Am I the only one who didnt know or jsut out of the loop?

http://www.thestar.com/news/article/932475--details-of-toronto-s-aquarium-are-massive


----------



## Will (Jul 24, 2008)

I hope it's super badass.

and not a waste of taxpayers money.


----------



## dpickleboy (Feb 28, 2011)

AGREEEEEEEEEEEEEEED! It was one of my life goals to build Toronto's first aquarium I always was jelous of Georgia cause people would go on dates at the aquarium and stuff lol


----------



## snaggle (Feb 19, 2010)

There was some talk about it here http://www.gtaaquaria.com/forum/showthread.php?t=21764


----------



## solarz (Aug 31, 2010)

yay for update!



> "There will be tens of thousands of different (marine) animals, and some features that will be unique to Toronto," Pattison added, including a moving walkway taking visitors through "the largest underwater tunnel in North America," with fish, possibly including sharks, all around them.


Why does this sound like only SW fish will be included? I hope that's not the case. I want to see a tank with thousands of Cardinals, and planted tanks with gorgeous aquascapes!

And I hope the livestock contract won't be given solely to Big Al's!



> "The mayor's office wanted to insist the aquarium have parking, but Ripley's said it chose the site because of the (pedestrian and transit) options, and parking made the project not financially viable.
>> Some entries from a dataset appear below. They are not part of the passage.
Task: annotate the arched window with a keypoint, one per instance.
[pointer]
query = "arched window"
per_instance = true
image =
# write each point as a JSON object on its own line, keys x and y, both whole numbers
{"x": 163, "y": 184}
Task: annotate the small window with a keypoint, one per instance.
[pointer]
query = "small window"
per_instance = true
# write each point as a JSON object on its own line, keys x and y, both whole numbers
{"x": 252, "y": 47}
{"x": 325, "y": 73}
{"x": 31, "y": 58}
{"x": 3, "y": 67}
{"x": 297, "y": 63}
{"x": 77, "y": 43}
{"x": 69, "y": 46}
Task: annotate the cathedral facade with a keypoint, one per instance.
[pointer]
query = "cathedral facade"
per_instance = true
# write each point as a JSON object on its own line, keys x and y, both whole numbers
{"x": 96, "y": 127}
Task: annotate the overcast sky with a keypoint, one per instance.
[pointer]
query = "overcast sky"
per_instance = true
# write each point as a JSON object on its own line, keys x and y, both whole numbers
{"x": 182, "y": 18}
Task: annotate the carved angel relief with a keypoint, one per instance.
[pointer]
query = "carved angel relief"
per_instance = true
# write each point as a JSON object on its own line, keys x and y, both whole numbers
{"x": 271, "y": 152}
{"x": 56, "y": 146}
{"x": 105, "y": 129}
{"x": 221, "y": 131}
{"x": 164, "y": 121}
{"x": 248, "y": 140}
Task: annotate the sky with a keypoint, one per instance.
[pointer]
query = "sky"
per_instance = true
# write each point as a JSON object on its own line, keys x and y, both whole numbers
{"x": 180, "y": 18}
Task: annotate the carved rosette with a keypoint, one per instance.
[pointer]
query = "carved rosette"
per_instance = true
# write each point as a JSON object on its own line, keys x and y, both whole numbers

The requirement was waived."


LOL, sounds like typical Ford. Good thing the requirement was waived. Why waste perfectly good space on parking when you can PUT MORE FISH TANKS IN?


----------



## snaggle (Feb 19, 2010)

solarz said:


> LOL, sounds like typical Ford. Good thing the requirement was waived. Why waste perfectly good space on parking when you can PUT MORE FISH TANKS IN?


If he want to have the project have more parking the I dont think it would be built in his jurisdiction. I was just at the auto show and the lot I normaly park at is a giant hole in the ground about to be a new highrise appartmet building. If he cared about having parking downt town then he would have mafe them build a parking garage instead


----------



## NomiGold (Jan 22, 2011)

Yes! A thousand times yes!!! 

I also hope it is not just marine.


----------



## dspin02 (Oct 6, 2010)

i really hope this happens, the vancouver aquarium is one of my favorite places, would love to have one here in toronto.


----------



## Lee_D (Jun 11, 2010)

So what is going to come first? The Aquarium or the website?

Lee


----------



## Antoine Doinel (Dec 20, 2010)

solarz said:


> Why does this sound like only SW fish will be included? I hope that's not the case. I want to see a tank with thousands of Cardinals, and planted tanks with gorgeous aquascapes!
> 
> And I hope the livestock contract won't be given solely to Big Al's!


You likely won't see all that much freshwater, especially at a Ripley's aquarium. They're basically the equivalent of wooden roller coasters in an amusement park. They're actually a lot of fun, but they just don't bring in the crowds.


----------



## irietek (Jan 11, 2011)

I have a "hard" time standing up after reading that article.
give me a few min to relax here =o


----------